2018’s iteration of the Global Future Council on Computing laid the groundwork that this year’s members will be building on. While the first Council focused mainly on the realities of the technological future of computing, the second will look at the ways we can responsibly apply them across all industries.

Our mandate is: "New computing innovations are the nervous system for the Fourth Industrial Revolution, powering technologies that transform businesses across all industry verticals, and with immense potential to greatly benefit society. With this great potential also come great risks – how can we ensure that computing technologies are adopted responsibly, with sustainability and the greater public good in mind?”

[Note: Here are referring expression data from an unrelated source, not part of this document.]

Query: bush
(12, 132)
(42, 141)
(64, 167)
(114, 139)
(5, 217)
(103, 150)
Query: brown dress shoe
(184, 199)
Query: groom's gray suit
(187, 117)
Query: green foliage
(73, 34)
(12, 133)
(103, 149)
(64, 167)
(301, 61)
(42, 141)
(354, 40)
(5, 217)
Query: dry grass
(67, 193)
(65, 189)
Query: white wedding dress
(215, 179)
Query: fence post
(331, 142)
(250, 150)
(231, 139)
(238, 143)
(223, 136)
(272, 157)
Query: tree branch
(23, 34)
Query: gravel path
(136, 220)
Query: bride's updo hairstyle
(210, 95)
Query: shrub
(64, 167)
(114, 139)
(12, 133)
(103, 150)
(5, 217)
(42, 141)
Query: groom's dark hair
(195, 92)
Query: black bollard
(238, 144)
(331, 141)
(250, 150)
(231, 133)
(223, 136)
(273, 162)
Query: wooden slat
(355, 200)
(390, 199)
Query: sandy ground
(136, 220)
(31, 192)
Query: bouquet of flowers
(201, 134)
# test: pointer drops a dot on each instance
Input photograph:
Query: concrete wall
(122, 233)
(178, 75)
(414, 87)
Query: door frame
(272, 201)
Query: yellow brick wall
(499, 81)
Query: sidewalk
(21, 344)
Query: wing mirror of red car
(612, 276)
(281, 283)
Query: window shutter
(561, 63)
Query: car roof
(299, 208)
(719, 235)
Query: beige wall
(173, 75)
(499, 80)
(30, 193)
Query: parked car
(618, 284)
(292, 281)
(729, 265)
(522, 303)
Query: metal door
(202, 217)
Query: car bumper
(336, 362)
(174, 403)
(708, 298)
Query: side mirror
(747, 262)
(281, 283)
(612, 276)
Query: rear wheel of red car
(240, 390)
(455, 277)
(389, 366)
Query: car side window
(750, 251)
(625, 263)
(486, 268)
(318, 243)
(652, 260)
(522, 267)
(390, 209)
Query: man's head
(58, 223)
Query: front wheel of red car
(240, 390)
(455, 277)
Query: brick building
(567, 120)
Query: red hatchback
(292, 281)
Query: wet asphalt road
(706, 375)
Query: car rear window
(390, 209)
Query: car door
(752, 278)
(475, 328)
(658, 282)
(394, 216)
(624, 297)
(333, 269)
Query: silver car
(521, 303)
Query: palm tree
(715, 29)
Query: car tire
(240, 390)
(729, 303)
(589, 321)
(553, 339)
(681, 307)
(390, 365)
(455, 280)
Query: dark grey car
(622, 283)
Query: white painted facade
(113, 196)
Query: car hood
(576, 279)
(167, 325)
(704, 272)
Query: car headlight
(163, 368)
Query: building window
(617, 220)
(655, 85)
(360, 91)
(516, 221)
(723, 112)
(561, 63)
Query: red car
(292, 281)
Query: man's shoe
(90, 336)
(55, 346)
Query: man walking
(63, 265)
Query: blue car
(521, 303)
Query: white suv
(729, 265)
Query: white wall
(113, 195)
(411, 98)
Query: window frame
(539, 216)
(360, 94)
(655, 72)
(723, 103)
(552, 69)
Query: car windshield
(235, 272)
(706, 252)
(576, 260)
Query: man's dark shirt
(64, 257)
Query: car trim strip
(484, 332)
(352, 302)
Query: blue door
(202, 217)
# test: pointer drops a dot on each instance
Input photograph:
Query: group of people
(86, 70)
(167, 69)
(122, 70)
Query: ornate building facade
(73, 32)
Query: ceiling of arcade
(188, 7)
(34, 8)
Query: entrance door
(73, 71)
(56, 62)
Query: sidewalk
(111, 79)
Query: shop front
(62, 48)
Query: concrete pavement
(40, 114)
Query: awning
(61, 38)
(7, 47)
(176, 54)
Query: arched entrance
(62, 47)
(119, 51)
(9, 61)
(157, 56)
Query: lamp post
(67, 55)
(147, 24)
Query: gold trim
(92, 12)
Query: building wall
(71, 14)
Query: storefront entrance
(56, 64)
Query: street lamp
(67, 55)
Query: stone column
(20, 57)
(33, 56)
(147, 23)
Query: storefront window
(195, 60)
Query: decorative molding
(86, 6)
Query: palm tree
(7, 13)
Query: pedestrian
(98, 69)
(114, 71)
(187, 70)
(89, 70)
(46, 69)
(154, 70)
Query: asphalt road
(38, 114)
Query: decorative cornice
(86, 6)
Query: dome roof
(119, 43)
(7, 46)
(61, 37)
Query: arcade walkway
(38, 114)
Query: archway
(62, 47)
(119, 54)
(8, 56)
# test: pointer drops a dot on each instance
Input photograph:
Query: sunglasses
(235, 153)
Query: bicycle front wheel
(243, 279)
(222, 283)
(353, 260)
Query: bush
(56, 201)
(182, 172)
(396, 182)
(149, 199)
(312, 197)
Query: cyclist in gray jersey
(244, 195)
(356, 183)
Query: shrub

Exponential technologies create the potential for both exponential advances and peril. We must move forward with confidence, but we must also keep our eyes open to the unintended consequences of innovation.

The opportunities that exascale computing could bring to the world – to developing nations, to scientific advances, and to corporate interests – are immense. But so is our responsibility to wield them correctly.

As we move from the conclusions of the first Council to the goals of the second, we will build upon what has already been achieved to advance a human-centric vision of the future of computing. After all, it’s not only computers that will soon go exascale: humanity will, too.